The book is realistic about the limits of personal responsibility. Our modern food environment—engineered for convenience and profit—makes self-regulation extraordinarily difficult.
Hall argues that just as government intervenes to reduce pollution or ensure food safety, there’s precedent for public policy to improve the nutritional landscape. It’s not about banning foods—it’s about designing a system that supports, rather than undermines, human biology.
7. “Precision nutrition” and wearables are mostly pseudoscience (for now).
Continuous glucose monitors (CGMs) and “personalized diet” startups often promise tailored insights, but Hall shows that their readings are inconsistent and rarely meaningful for non-diabetics.
Those “glucose spikes” people panic about? They can be predicted from the food’s known glycemic load.
For now, these devices create the illusion of precision, not the reality of it.
Final Thoughts
In the end, Hall’s message circles back to one essential truth: nutrition is complex, and humility is key. We should approach every new claim or headline with curiosity but also skepticism, knowing that science evolves and few answers are absolute.
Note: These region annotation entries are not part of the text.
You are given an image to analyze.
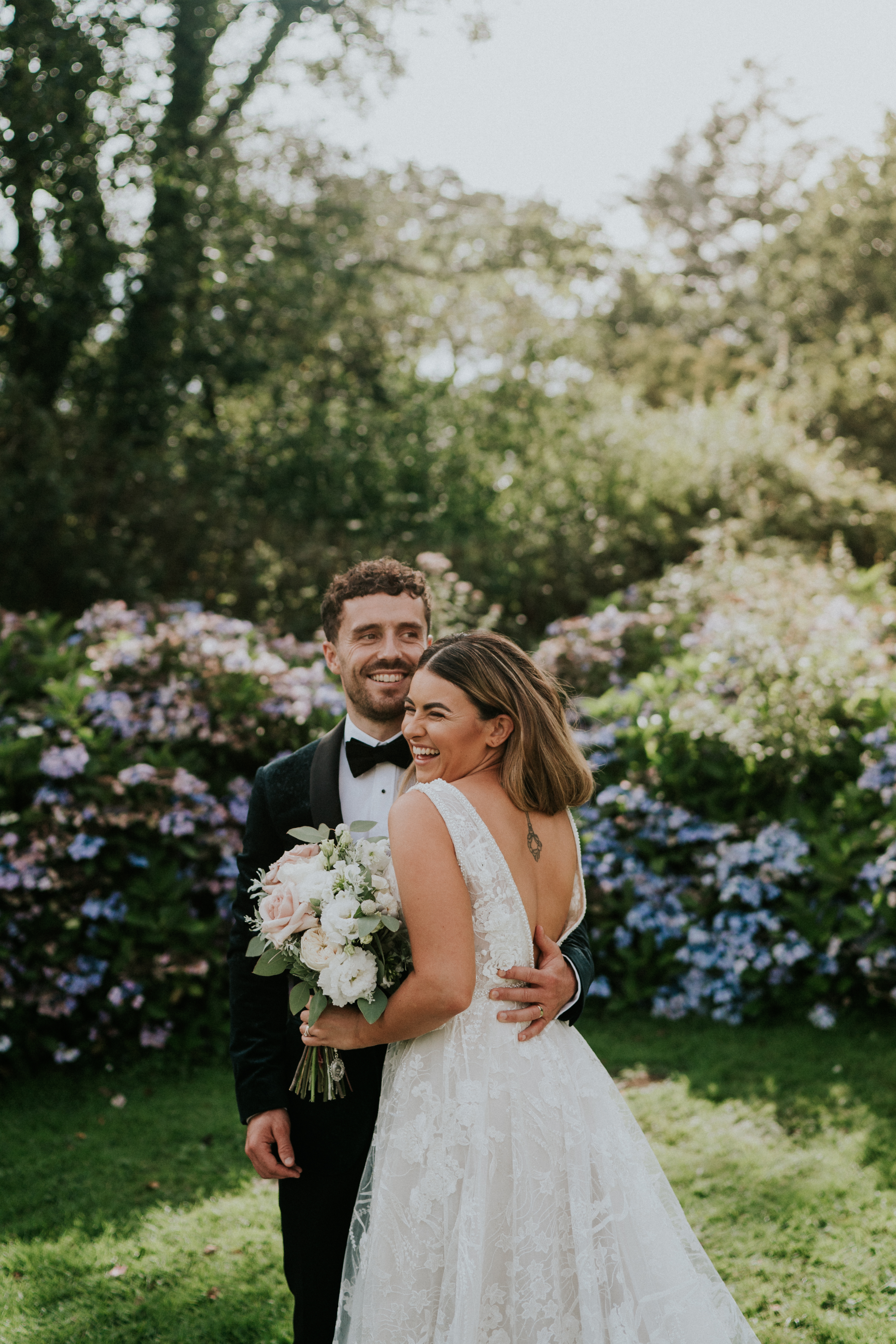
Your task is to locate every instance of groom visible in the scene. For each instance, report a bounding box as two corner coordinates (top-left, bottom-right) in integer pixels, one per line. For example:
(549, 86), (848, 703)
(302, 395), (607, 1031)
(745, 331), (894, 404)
(228, 559), (594, 1344)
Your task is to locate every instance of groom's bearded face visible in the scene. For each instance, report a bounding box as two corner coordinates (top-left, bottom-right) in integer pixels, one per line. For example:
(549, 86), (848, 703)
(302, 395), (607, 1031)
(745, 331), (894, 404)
(324, 593), (430, 723)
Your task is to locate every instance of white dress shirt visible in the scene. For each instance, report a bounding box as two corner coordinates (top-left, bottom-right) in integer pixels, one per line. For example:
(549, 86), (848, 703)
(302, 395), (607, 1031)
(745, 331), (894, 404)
(339, 715), (404, 836)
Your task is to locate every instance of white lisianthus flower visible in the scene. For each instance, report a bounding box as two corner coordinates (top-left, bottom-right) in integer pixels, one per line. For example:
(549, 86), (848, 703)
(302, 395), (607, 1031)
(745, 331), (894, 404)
(321, 895), (357, 946)
(317, 950), (376, 1008)
(299, 929), (339, 970)
(357, 840), (390, 874)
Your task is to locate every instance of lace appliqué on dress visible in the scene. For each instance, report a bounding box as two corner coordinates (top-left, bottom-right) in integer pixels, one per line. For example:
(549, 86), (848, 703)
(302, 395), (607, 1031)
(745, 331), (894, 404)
(336, 781), (758, 1344)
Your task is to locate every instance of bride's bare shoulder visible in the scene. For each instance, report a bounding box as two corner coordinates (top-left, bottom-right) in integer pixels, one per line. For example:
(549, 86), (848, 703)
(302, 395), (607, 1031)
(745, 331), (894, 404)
(388, 789), (446, 835)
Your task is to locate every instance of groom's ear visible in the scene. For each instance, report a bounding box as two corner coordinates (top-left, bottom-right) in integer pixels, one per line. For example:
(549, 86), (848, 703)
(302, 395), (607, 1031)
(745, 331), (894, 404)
(486, 714), (513, 747)
(321, 640), (343, 676)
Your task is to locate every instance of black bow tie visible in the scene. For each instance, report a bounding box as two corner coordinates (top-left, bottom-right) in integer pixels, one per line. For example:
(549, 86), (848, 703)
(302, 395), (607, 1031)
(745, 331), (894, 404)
(345, 736), (414, 780)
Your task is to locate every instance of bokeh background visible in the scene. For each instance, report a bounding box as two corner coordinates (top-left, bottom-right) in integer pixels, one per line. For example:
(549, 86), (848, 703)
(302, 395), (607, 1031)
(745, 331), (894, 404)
(0, 0), (896, 1344)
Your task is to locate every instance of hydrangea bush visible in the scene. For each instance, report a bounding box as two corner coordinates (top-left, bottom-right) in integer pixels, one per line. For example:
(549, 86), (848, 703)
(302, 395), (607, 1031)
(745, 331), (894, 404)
(0, 602), (343, 1063)
(575, 529), (896, 1027)
(0, 552), (501, 1064)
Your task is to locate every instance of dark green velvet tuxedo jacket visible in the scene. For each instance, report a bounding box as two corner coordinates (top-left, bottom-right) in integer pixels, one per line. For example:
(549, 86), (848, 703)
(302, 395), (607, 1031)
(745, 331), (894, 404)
(228, 720), (594, 1124)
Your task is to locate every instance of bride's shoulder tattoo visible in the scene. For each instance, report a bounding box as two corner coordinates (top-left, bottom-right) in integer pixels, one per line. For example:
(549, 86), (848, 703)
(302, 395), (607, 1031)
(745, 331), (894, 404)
(525, 812), (541, 863)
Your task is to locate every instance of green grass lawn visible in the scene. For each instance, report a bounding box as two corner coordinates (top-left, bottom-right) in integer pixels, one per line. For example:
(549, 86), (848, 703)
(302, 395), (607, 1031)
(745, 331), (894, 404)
(0, 1016), (896, 1344)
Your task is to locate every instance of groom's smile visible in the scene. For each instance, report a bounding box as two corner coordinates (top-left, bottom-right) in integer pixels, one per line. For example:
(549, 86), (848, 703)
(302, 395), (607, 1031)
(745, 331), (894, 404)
(324, 593), (430, 738)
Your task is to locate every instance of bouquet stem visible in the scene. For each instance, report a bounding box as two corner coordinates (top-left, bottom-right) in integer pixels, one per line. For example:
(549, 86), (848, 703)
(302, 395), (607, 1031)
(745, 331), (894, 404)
(289, 1046), (352, 1101)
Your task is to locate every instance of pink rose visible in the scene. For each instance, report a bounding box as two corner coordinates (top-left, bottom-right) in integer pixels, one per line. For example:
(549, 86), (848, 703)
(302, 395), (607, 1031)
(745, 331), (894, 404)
(258, 883), (317, 948)
(262, 844), (321, 891)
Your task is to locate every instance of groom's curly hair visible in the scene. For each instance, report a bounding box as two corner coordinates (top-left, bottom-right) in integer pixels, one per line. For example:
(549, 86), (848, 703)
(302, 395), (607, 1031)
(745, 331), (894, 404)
(321, 555), (433, 644)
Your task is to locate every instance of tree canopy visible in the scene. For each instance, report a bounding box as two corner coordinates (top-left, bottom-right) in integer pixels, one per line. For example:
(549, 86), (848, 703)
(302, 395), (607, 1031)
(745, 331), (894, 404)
(0, 26), (896, 638)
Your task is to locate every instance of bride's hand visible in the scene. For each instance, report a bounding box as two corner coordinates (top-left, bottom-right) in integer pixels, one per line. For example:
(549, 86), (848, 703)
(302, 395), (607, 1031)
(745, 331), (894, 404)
(301, 1004), (364, 1050)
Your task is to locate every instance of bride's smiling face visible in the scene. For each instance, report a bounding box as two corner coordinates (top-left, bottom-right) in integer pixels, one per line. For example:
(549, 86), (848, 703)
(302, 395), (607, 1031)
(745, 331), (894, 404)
(402, 667), (513, 784)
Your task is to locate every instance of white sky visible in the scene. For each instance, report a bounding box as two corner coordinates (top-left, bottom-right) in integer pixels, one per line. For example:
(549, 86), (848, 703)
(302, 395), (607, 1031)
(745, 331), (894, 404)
(283, 0), (896, 243)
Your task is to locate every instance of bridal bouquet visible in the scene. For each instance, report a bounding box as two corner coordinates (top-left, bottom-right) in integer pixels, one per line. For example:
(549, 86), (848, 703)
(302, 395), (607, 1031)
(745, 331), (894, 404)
(246, 821), (411, 1101)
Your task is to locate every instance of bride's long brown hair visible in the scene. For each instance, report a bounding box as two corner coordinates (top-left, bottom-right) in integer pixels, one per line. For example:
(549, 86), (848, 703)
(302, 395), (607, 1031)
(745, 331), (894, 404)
(418, 630), (594, 816)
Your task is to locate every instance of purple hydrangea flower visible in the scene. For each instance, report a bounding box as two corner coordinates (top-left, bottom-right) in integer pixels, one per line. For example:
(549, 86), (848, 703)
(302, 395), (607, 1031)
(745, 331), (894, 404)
(67, 832), (106, 863)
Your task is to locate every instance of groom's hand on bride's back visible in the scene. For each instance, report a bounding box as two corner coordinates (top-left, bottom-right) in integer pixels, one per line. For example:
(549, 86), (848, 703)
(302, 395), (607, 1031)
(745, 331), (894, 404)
(489, 925), (576, 1040)
(246, 1110), (302, 1180)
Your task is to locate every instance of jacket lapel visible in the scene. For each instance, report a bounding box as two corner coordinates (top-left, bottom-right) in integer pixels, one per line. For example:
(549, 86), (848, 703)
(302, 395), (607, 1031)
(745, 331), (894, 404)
(309, 719), (345, 829)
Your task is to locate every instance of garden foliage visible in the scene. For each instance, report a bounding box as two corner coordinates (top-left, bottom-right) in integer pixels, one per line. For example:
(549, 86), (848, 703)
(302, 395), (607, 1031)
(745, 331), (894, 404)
(0, 602), (343, 1063)
(553, 529), (896, 1027)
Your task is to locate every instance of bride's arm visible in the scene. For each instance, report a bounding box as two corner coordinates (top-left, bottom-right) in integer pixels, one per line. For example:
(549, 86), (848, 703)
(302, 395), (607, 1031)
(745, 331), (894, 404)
(302, 793), (476, 1050)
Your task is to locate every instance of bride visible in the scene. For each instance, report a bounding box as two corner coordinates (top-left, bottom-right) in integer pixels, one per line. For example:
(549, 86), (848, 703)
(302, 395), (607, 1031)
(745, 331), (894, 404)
(302, 632), (758, 1344)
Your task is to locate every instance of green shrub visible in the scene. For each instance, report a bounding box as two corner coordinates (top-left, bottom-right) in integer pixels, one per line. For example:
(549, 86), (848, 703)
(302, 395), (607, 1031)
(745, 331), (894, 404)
(0, 602), (343, 1063)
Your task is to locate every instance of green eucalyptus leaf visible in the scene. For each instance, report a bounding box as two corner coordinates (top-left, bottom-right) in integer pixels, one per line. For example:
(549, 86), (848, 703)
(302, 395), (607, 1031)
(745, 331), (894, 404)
(357, 988), (388, 1022)
(253, 946), (287, 976)
(289, 980), (312, 1017)
(355, 915), (380, 938)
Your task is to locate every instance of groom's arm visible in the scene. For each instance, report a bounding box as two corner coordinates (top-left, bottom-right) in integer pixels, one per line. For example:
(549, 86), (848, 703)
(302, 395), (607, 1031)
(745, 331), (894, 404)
(227, 767), (289, 1124)
(557, 919), (594, 1025)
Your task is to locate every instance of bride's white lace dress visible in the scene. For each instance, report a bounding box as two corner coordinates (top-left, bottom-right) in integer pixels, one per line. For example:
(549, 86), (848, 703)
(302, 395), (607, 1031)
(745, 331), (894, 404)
(336, 780), (758, 1344)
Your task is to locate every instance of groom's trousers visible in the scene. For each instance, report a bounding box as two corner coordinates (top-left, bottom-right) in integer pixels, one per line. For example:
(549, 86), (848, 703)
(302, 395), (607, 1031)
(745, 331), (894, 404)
(279, 1046), (385, 1344)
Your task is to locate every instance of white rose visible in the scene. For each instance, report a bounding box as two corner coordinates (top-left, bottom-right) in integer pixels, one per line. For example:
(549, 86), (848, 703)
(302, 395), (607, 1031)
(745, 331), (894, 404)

Food Intelligence delivers what its title promises: clarity amid confusion. It doesn’t sell a meal plan, a supplement, or a dogma—it offers intellectual humility, reminding us that nutrition is a living science, full of nuance and uncertainty.
In an era where everyone online seems to have “the answer,” this book is a rare act of scientific honesty.
⭐ Rating: 5/5
If you care about how food really interacts with your biology and environment—and you’re tired of reductionist sound bites—this book belongs on your shelf.